What in the bleepity bleep bleep bleep is a "real woman?" Want to know why Hilary Clinton isn't president (aside from some personality flaws)? Because women like to take the piss out of other women. Hate your thighs? Console yourself by saying that real women have jiggly thighs. Ok, I'm all for lying to yourself in the interests of self-preservation, but what, oh, what, does that make women with non-jiggly thighs? Fake women? What is she's slim, has fake boobs, but also jiggly thighs? Is she half-real? Half-fake?
This fanatic need to diminish other women who, let's face it, look better than we do because THEIR JOB IS TO LOOK BETTER THAN WE DO, is ugly, childish, and just plain wrong. One of my least favorite things to hear from people, whom I know are saying it to be nice is, "oh, I'm so glad you have curves like a real woman." Ok, in fairness, I'm glad I have curves too. I wish they were less filled with butter, but I like that in the figure lottery, I got the basic shape I got. But I like it because I like it, not because it may make me better or worse of realer or faker than someone else. My mother, a diametric opposite of me in the figure department, is no less or more beautiful because of this. My mother is beautiful because she has spent a lifetime embracing what she looks like and I am an aspiring beauty because she taught me this lesson. Which may have been difficult considering she had to send me first bra shopping with my aunt because she herself didn't own one. But to say my mother isn't a real woman because she has been slim her whole life is offensive. Oh, but maybe because a) my mom is old and b) she doesn't have fake boobs, she might get grandfathered in to the real woman category. But if my mother had gotten a breast enhancement, I don't know if that should have catapulted her from the stratus of the real. (And by the way, my mother was solidly on the side of the ABC should show real women crowd...)

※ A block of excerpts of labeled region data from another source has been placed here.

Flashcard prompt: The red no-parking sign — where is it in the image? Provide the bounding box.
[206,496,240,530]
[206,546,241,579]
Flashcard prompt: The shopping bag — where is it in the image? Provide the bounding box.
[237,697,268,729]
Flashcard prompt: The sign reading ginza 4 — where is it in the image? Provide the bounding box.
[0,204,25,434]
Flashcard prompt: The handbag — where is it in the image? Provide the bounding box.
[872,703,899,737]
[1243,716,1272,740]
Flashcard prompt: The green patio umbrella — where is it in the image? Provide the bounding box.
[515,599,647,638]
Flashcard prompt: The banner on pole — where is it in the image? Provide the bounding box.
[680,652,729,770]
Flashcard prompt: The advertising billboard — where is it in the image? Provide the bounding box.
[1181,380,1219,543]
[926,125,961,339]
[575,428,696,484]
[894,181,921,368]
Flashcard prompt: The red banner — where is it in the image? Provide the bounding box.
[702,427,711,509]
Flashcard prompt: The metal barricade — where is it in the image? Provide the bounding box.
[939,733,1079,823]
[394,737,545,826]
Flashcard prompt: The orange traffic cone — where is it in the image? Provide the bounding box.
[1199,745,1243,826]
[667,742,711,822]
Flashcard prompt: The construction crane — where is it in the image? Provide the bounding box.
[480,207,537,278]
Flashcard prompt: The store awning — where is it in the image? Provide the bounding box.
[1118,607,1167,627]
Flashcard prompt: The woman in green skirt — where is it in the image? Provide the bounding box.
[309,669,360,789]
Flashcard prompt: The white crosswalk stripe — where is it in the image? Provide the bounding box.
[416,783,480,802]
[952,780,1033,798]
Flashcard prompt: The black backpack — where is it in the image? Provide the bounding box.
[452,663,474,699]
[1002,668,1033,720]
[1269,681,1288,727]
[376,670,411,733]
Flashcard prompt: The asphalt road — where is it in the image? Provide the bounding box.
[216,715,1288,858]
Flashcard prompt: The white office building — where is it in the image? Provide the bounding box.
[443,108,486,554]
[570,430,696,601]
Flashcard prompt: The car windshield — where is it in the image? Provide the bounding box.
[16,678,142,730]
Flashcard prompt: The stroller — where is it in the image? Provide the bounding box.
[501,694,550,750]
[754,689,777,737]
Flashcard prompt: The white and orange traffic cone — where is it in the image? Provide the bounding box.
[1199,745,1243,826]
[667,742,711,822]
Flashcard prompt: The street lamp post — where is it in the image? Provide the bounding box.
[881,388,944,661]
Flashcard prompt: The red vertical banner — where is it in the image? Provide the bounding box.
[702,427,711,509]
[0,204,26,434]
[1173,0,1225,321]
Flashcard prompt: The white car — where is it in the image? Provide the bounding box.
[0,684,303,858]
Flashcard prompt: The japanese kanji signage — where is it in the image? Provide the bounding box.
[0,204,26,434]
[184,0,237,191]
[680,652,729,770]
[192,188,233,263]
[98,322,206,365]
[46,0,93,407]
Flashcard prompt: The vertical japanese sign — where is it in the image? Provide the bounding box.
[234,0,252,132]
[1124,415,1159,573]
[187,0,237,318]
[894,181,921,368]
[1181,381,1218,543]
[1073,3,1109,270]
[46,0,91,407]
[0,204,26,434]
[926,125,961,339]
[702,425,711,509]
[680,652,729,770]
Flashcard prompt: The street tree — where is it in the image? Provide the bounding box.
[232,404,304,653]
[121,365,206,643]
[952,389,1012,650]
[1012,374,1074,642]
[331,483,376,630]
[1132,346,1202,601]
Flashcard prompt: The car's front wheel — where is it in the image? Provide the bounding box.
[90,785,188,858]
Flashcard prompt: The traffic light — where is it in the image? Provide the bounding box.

And when your jeans are too tight, when your bust isn't full enough to flatter you in that awesome dress, when your legs are too stumpy for that short skirt, or your arms to flabby for that tank top, do you really, honestly, care how flippin' real you are? At that moment wouldn't you, somewhere, kill a man to look like Cindy Crawford or Angelina Jolie, or Taylor Swift, even if only for the evening? When I hear someone talk about real women, what I hear is deep, ugly insecurity. Because I am not perfect, I must be something else that purportedly perfect women are not. And that something is "real." Now I can feel better about myself because while she's perfect, she's inauthentic.
If we, as women, spent, oh one-tenth the time improving both ourselves and our lots in life as we do disparaging other women whom we envy, whose successes we don't understand and can't seem to emulate, I think the life of a woman would look radically different. And I say this as someone who has written about watching the Oscars and wondering why all these young famous people have crows' feet. Now I'll try to walk it back so that I appear ever so slightly less hypocritical, but the urge is in us all. Just, please, stop it short of trying to compliment me (or any other non-perfect woman) by dissing another woman. I'd like to get to a point where that sort of behavior is beneath us. All of us real women.